I guess my point is that you may be against hunting and/or fishing, but you should know that most hunters and fishermen are not just after trophies for on their walls; most hunters and fishermen are just trying to fill their freezers with healthy, organic, hormone free, antibiotic free, free-range meat. The same meat that most homesteaders are trying to raise.

Thursday, October 20, 2016

New Homestead on the Horizon

It's been a heck of a year.  We threw out most of our garlic last year due to the wet conditions we had. Almost all of it was either rotten or just so wet that when it dried, there was nothing left of it.  That was pretty rough.  So we went into the fall thinking we would plant corn in 2016.  Then, I got a new job in December.  It required me to drive to the city at least 2-3 days a week, and sometimes more.  We immediately decided that it was time to upgrade our homestead and move closer to the city, closer to my wife's family, and closer to our old friends.

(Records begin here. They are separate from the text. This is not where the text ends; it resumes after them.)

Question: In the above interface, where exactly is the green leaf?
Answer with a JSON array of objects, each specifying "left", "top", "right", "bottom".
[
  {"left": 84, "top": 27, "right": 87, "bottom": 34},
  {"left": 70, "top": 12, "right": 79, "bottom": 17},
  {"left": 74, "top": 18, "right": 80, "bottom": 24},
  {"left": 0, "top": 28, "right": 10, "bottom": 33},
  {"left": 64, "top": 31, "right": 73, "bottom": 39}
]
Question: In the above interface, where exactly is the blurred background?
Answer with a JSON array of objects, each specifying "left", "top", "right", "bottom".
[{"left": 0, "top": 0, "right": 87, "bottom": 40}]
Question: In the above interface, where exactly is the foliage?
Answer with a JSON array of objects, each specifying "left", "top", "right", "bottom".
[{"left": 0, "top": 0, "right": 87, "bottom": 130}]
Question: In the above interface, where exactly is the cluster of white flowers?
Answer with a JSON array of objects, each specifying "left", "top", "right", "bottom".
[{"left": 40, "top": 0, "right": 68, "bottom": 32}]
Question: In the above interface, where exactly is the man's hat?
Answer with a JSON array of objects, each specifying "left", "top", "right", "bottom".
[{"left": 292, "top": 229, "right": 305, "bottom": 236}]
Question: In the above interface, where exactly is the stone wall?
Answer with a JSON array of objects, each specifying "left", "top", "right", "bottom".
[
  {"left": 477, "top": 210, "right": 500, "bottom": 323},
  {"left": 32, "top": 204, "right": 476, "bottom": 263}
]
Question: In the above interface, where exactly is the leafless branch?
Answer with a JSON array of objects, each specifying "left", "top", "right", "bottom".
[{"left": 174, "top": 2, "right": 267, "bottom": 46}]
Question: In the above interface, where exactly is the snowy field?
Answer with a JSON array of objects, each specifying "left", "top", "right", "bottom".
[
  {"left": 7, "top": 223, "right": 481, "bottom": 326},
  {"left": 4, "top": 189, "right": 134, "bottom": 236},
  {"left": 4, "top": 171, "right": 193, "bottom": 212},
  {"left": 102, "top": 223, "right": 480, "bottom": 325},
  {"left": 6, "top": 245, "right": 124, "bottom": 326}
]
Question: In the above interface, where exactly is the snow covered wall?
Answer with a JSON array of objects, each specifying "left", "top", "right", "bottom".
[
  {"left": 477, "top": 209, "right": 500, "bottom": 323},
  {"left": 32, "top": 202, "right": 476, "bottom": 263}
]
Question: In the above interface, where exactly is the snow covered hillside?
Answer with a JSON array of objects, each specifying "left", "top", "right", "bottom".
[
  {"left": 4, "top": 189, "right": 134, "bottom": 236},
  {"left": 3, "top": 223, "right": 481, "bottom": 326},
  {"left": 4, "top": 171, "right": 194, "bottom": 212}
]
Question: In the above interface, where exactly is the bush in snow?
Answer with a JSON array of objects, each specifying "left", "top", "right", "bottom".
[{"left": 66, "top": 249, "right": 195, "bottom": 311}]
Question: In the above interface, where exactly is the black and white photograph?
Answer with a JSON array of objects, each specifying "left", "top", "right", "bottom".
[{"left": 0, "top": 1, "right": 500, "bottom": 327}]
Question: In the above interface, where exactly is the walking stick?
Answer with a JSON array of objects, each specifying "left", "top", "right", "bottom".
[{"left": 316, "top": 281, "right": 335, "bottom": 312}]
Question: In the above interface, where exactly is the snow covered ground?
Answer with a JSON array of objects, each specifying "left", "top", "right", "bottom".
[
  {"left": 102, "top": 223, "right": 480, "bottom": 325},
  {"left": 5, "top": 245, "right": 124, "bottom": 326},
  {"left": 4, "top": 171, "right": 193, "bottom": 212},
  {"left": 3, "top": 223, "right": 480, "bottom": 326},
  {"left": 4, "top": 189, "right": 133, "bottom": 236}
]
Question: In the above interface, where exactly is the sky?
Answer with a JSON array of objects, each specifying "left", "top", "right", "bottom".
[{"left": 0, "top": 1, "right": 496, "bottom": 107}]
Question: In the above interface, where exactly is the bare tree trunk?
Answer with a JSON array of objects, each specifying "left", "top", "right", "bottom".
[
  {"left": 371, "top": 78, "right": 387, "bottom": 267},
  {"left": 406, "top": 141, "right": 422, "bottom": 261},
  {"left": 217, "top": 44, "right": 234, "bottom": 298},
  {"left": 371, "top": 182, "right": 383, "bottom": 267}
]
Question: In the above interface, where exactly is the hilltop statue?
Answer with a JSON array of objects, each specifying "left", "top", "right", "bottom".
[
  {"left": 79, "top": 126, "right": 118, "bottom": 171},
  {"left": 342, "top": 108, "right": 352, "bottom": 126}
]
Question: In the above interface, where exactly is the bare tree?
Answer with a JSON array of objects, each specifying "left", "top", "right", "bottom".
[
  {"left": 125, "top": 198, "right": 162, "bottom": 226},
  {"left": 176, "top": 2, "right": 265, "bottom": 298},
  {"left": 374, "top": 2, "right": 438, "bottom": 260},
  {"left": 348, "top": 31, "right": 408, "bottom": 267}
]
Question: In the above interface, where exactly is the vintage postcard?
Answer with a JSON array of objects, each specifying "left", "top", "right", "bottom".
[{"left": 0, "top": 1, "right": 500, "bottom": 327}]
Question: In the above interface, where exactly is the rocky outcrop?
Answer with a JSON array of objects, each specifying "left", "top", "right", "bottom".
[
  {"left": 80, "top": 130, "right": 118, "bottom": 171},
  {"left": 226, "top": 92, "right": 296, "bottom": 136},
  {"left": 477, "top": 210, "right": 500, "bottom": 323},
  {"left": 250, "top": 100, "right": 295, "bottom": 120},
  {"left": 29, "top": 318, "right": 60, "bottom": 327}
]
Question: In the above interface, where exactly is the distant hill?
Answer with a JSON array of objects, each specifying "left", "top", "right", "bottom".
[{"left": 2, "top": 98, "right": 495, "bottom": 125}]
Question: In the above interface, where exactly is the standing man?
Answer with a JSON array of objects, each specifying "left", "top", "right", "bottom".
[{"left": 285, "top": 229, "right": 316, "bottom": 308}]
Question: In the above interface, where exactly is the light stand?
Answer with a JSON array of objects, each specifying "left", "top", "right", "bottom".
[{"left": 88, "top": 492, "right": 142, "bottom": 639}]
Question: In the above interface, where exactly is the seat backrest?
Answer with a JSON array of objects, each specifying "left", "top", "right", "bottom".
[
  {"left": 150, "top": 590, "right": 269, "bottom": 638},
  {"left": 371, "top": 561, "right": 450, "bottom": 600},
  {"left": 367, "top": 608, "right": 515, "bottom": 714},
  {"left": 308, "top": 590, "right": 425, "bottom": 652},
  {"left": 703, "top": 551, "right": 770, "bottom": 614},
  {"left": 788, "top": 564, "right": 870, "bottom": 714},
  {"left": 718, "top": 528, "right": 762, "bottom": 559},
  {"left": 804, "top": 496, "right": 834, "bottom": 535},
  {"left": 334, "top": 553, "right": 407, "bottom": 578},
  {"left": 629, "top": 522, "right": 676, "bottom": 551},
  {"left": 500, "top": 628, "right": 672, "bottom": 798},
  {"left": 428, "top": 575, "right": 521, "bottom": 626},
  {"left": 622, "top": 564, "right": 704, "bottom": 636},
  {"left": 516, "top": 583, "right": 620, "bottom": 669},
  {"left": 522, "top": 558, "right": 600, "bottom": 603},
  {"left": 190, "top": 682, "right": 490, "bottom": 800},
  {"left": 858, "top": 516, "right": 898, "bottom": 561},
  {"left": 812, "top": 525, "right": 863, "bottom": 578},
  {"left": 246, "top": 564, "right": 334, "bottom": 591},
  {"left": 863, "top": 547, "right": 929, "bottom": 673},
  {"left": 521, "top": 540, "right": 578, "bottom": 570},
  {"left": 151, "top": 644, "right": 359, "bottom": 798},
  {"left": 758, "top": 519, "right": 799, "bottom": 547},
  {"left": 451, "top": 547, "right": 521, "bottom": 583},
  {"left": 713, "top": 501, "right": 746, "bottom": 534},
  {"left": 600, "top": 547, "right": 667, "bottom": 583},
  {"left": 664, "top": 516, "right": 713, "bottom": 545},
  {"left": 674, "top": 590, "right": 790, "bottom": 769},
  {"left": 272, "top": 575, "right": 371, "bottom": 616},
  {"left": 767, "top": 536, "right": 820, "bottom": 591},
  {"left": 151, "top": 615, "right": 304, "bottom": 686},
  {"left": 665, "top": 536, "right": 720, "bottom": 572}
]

We almost bought a 30 acre farm that was already set up for beef cattle, with plenty of woods to heat the house and hunt on, but that didn't work out.  Next up was a house on 17 acres, but it failed the inspections pretty poorly.  Finally, after almost a year of searching, we found a house that we both really like, with a barn, fencing, a pond, and 8.5 acres of land.  There is currently long horn cattle on the property.  We are now looking forward to moving to our new farm in 4 weeks.

And with that new farm comes a lot of new things to learn.  We need to get the pond stocked with fish and make sure that we have a good habitat for them to breed, with a goal of harvesting a good portion of the fish that we eat from the pond.  We want to get cattle and possibly some goats, and learn how to get a small grass fed beef/goat operation going.  We've had so much demand for our eggs just from my colleagues that we need to expand our flock.  And where we are moving to, we could probably sell 2-3 dozen eggs per day.  We need to get a wood heating source for the new house, get it installed, and get a stock of wood as we are moving in right before winter.

There is a lot of stuff to do and a lot new learnings to share.  We're hoping to at least do weekly updates as we learn how to take care of cattle, goats, and aquaculture.